If the pandemic has taught us anything – it’s how well we’re able to adapt to situations which we have no control over. 2020 has been a strange year for many, and despite all the tragedy and hard times, positives have emerged from the places that we’ve least expected it.
One of the core benefits to occur during the lockdown is the relief on the environment. There were less planes in the sky and less cars on the road. Cars didn’t require filling up for months and fuel prices plummeted. Pollution levels dropped rapidly and we were in a state of what felt like (at some points) a breath of fresh air. Although these effects weren’t long-lasting, as once life picked back up once again when the lockdown restrictions eased, there are still lasting lessons that were learnt during the lockdown. We now know what we are capable of and how much each of us as individuals contribute to change.
Here is a list of the top teachings that we can take away from the lockdown, for a more mobile metropolitan:
1. Public space is valuable;
Remote working has become the new norm for many. This highlights the fact that cities should be run for people – and not cars. In urban areas and bustling cities, public transport is your friend – especially with fewer bodies than there used to be. Make the most of quieter trains and busses – who knows how long they will last?! This period is a crucial time for employers, mobility experts and planners to work together to find solutions that help us move towards a safe recovery.
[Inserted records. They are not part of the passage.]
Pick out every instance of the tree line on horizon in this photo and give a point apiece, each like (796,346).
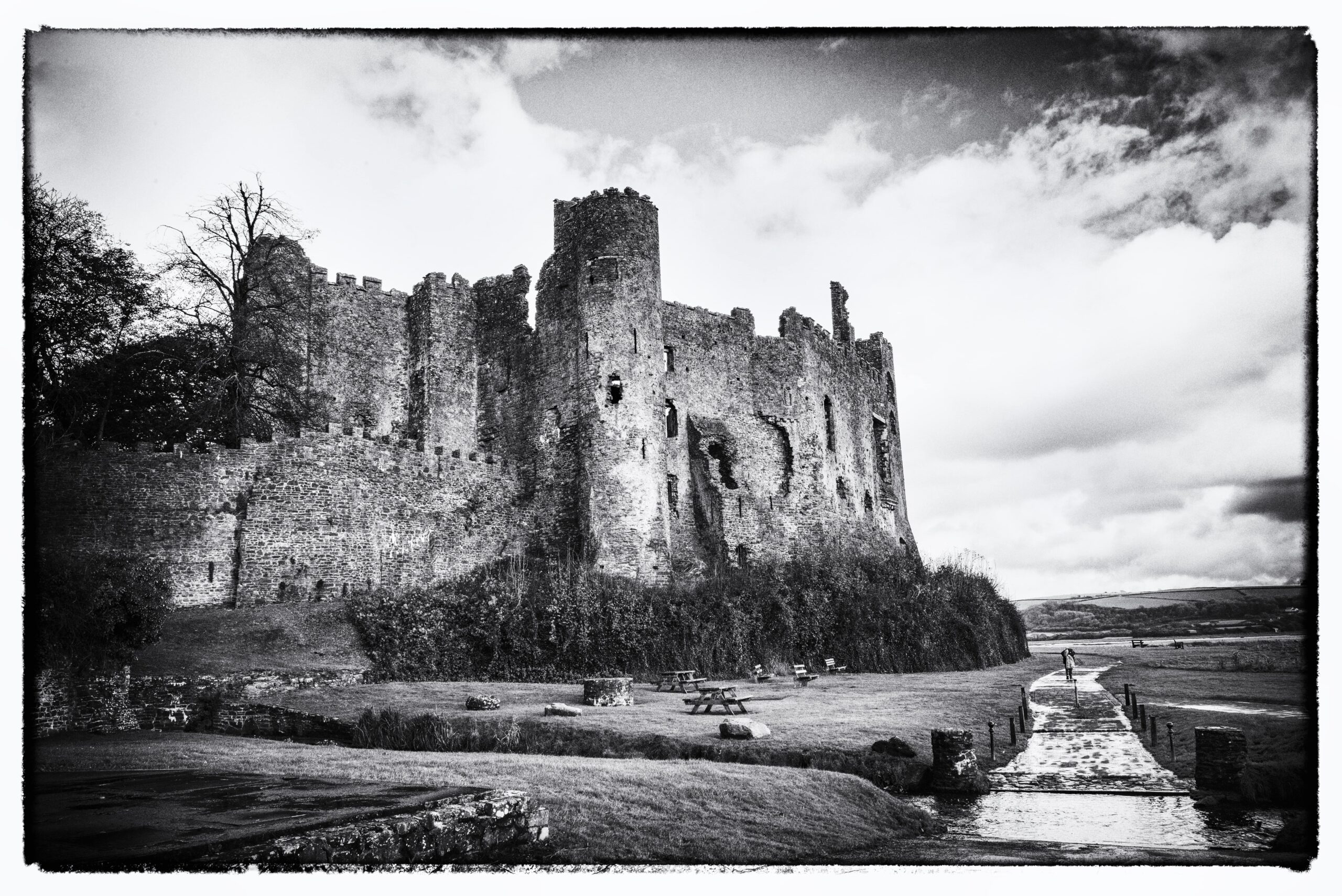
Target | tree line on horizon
(209,345)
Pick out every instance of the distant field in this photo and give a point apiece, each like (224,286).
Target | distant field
(1145,600)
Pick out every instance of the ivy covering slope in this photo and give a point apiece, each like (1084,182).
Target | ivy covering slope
(544,623)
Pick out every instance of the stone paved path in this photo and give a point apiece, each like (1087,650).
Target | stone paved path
(1084,748)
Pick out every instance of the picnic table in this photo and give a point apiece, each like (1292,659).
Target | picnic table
(679,679)
(713,695)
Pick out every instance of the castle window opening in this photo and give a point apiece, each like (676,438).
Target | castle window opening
(830,424)
(720,454)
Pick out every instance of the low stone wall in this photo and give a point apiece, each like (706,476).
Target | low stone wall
(65,703)
(277,722)
(161,702)
(450,830)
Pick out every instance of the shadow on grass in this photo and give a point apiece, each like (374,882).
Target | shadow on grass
(394,730)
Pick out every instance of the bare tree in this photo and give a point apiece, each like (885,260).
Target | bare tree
(247,290)
(85,298)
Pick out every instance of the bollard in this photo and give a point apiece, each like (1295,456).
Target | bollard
(1220,754)
(955,767)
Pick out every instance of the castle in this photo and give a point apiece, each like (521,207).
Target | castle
(648,438)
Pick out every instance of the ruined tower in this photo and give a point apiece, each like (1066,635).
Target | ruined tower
(599,316)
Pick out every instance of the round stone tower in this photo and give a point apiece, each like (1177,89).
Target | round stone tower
(600,299)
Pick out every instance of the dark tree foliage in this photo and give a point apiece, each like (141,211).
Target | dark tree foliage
(84,298)
(554,623)
(247,296)
(97,611)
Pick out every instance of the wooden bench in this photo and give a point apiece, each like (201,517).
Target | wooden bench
(681,679)
(713,697)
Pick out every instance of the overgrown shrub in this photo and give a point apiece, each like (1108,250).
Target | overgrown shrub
(545,623)
(97,611)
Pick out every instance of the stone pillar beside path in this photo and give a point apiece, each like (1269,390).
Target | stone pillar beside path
(1221,753)
(955,767)
(607,693)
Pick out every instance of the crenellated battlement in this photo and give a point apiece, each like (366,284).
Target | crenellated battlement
(645,436)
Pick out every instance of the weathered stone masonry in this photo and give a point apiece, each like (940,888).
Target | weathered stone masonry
(648,438)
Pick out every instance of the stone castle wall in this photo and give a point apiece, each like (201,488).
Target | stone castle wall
(648,438)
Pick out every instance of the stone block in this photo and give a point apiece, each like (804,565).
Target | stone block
(607,693)
(561,709)
(1220,757)
(955,767)
(744,730)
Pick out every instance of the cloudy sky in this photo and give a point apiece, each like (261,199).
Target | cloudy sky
(1087,249)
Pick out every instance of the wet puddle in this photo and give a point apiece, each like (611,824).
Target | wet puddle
(1244,709)
(1103,818)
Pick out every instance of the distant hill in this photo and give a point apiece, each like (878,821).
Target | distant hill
(1176,612)
(1142,600)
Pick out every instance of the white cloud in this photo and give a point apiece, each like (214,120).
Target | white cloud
(1090,352)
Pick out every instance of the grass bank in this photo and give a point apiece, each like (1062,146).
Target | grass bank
(837,714)
(555,621)
(1183,686)
(214,640)
(602,811)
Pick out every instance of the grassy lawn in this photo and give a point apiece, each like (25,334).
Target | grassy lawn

2. Essential workers are valued!
What was known to some of us already is now common knowledge. Those who work in the public transport sector are an irreplaceable asset and long-story-short; the country cannot function without them. When the majority of us stopped working – on furlough or even those who were working from home – rail workers, bus drivers and cab drivers were one of the core groups that kept us going and kept the economy moving. Confidence in public transport has been restored as many relied on it for essential travel.
3. Respiratory health and an active lifestyle are now more important than ever.
Studies and research suggest that pollution and obesity significantly increase the risk of COVID-19 severity. Walking, cycling and using around the city is a great start to get exercise in without even noticing. Using trains and the tube, of course, promote walking (sometimes even running) so this is definitely encouraged. Improvements to cycle lanes and walking space need to be considered in the busier areas – to ensure social distancing can take place and more of us feel comfortable enough to opt for alternative travel systems.
4. Digital tools are a step in the right direction for the future of public transport.
For years, mobility experts have been discussing MaaS (Mobility as a Service) to promote a multimodal lifestyle. Apps providing information on less crowded options in real time can help to move forward – with notifications or alerts programmed to the user. Of course, digital literacy and accessibility are also needed to make the most of these tools.
5. Courier alternatives:
Online shopping has been one of the key front-runners of a moving economy during lockdown. But what about the emissions? Cargo bikes are a great way to deliver parcels in cities with zero-emission effects! Bike transports works for various food deliveries – is it time to look at alternatives for parcel services?
6. Protecting the vulnerable.
Some are more vulnerable than others – the importance of assisting those who need a little bit of help is much clearer now that we’ve had time to stop and think about it. Let us build cities with barrier-free transport systems because a city accessible for a person in a wheelchair is a city accessible for everyone.